Ce groupe n'est autre que le "collectif contre l'islamophobie" qui, au nom d'une liberté d'expression et d'opinion instrumentalisée en vue de sa propre destruction, lutte activement contre la laïcité - notamment contre les lois d'interdiction de port du voile - et pour l'établissement de la société islamique en France.



Alors qu'une idéologie totalitaire et génocidaire recrute et tue en France au nom de l'islam en se jouant de ses zones d'ombres et de ses ambiguïtés, alors que l'invention d'une religion musulmane clairement compatible avec nos valeurs, nos mœurs et notre sentiment national, apparaît dans toute sa nécessité, peut-on accepter plus longtemps la présence de l'hydre islamiste, de ces factions, dans nos quartiers ?

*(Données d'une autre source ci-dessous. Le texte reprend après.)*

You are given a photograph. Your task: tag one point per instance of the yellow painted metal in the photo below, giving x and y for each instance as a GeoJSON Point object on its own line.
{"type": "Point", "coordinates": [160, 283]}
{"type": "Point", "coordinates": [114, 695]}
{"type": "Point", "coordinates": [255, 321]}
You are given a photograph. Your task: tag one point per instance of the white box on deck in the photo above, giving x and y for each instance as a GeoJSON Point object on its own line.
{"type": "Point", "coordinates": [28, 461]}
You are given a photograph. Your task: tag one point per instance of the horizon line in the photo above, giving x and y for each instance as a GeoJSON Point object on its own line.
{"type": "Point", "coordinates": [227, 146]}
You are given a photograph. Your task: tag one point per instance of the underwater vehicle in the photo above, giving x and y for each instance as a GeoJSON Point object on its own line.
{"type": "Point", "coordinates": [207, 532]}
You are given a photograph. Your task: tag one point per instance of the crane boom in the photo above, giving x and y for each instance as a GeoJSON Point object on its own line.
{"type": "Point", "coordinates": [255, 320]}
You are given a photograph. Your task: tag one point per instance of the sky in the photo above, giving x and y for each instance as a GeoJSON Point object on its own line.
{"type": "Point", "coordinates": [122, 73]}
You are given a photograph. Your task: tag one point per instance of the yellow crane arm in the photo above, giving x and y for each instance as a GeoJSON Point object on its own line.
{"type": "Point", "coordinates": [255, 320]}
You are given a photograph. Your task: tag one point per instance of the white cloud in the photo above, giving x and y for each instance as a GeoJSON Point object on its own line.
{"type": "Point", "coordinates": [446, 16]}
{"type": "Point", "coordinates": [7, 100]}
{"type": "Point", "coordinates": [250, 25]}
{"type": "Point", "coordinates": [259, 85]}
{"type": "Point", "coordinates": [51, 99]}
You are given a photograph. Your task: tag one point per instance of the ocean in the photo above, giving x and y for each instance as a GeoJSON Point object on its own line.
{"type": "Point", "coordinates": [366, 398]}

J'ose répondre : non, mille fois non ! Il faut ainsi déclarer comme factieux ces groupements et les interdire en vertu de la loi du 10 janvier 1936 sur les groupes de combat et milices privées.



Chacun doit comprendre que si la France donne droit de cité à toutes les religions et cultures s'exprimant pacifiquement au sein de la sphère privée et dans le respect des valeurs fondamentales de la République, elle ne peut ni ne doit accepter de se laisser subvertir, menacer et combattre chez elle par ses propres ennemis. Le nazisme est interdit en France, il est naturel et rationnel qu'il en aille de même pour les expressions totalitaires d'une religion qui y a été nouvellement introduite à l'échelle de sa longue histoire.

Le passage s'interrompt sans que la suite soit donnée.